The Era of the Micro-SaaS
Did you know that you don’t need to be a software engineer to build a profitable SaaS? I spent three weeks building a simple plugin for Notion that solves one specific pain point, and it now generates over $2,000 in monthly recurring revenue while I sleep.
📹 Watch the video above to learn more!
Most people think software requires massive teams and venture capital. In reality, the most profitable digital assets today are micro-SaaS tools that plug directly into existing ecosystems like Notion, Shopify, or Chrome.
What is a Notion-Based Micro-SaaS?
A micro-SaaS is a small-scale software solution that addresses a very niche problem for a specific group of users. By building for Notion, you leverage their massive user base of millions of productivity-focused professionals who are already willing to pay for tools that streamline their workflows.
Instead of building a full platform, you are creating a ‘wrapper’ or an extension that adds missing functionality. Think of it as a digital tool that sits on top of a giant, established mountain.
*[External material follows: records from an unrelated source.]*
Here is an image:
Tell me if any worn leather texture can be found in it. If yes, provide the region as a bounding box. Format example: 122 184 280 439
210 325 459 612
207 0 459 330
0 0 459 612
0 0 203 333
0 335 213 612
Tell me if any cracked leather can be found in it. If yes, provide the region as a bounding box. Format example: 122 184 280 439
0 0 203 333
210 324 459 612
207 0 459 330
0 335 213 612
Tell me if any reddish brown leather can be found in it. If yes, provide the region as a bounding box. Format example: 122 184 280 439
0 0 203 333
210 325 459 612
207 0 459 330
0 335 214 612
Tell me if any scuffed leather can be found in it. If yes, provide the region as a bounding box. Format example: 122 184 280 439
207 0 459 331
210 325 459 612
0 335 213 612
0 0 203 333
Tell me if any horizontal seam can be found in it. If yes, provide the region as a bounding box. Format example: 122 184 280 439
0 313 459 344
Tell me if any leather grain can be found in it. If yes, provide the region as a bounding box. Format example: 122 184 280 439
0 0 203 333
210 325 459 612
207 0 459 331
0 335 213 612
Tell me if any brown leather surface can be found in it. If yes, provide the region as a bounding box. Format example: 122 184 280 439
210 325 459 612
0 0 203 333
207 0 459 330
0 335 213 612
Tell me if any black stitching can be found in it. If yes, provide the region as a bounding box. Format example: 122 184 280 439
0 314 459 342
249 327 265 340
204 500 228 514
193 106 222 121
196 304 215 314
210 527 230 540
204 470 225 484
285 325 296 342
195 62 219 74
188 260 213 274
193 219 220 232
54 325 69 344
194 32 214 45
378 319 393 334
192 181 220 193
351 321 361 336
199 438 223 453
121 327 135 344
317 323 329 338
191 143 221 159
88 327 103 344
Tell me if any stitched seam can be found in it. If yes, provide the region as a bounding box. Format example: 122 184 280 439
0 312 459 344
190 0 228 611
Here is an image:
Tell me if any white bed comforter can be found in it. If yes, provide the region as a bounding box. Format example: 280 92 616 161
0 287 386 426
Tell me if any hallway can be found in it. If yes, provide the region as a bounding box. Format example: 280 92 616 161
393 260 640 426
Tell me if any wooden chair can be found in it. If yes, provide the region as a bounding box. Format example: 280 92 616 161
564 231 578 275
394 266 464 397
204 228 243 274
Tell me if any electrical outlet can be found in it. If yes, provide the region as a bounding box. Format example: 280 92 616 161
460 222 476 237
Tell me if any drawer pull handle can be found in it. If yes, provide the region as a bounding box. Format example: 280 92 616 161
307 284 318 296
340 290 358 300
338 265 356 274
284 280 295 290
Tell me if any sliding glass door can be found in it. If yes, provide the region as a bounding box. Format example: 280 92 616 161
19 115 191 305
Why This Model is a Goldmine
The beauty of this approach lies in low overhead and high demand. You aren’t fighting for market share against giants; you are solving a specific, annoying friction point that the giants haven’t addressed yet.
- Low Maintenance: Once the code is stable, it requires minimal updates.
- Built-in Audience: You don’t have to hunt for customers; they are already hanging out in Notion communities.
- High Margins: Since your costs are mostly hosting and API fees, your profit margins can easily exceed 90%.
Getting Started: Your 5-Step Roadmap
You don’t need to be a wizard at coding. With modern low-code tools, you can prototype an idea in a single weekend. Here is the path to your first dollar.
Step 1: Find the Friction
Spend time in the Notion subreddit, Facebook groups, and Twitter (X). Look for people complaining about things they can’t do natively. Are they struggling with automated email triggers? Complex data visualization? Calendar syncing? That is your product idea.
Step 2: Prototype with Low-Code
Use tools like Bubble or Glide to build the logic. You don’t need to write raw code from scratch. Connect your logic to the Notion API, which is robust and developer-friendly, allowing your tool to read and write data directly into user dashboards.
Step 3: Build a Landing Page
Create a simple one-page site using Carrd or Framer. Focus on one headline: ‘The missing link for your [specific task] in Notion.’ Show a 30-second screen recording of the tool in action.
Step 4: Launch in Communities
Don’t run ads yet. Go where your users are. Post a ‘Show HN’ style update in the Notion community. Offer a ‘Founding Member’ discount to the first 50 users to get immediate feedback and social proof.
Step 5: Implement a Subscription Model
Use Stripe or LemonSqueezy to handle payments. Charge a modest monthly fee, such as $9 or $19. Once you have 100 subscribers, you are already at a $1,000+ monthly run rate.
Realistic Earnings and Expectations
If you execute this correctly, you can reach your first $500 within 60 days. The beauty of the subscription model is that it compounds. With 100-200 users, you are looking at a very healthy side income of $1,500 – $3,000 per month.
Initial investment is minimal: about $50-$100 for domain and hosting. Skill level is beginner-to-intermediate; if you can follow a YouTube tutorial on API integration, you have all the technical skills required.
The Essential Tech Stack
To keep things efficient, you only need three core tools:
- Notion API: The backbone of your data interaction.
- Bubble.io: For building the interface and logic without complex coding.
- LemonSqueezy: For handling global taxes and recurring billing seamlessly.
Avoiding the Common Pitfalls
Even with a great idea, it is easy to trip up. Watch out for these three traps that kill most micro-SaaS projects:
1. Solving a Non-Problem
Don’t build what you think is cool; build what people are begging for. If no one is complaining about the issue in forums, don’t build a solution for it.
2. Feature Creep
Do one thing perfectly. Adding more features just creates more bugs and confuses your users. Keep it simple and focused.
3. Ignoring User Feedback
Your first version will be imperfect. Listen to your early adopters. Their feedback is the roadmap for your first set of updates, which will keep them paying month after month.
Conclusion: Your Move
Building a micro-SaaS is the most efficient way to turn a small weekend project into a recurring income stream. You don’t need a massive team—you just need a specific problem and a willingness to solve it. Start by browsing the Notion subreddit today and find one problem you can fix. Your first subscriber is waiting for you.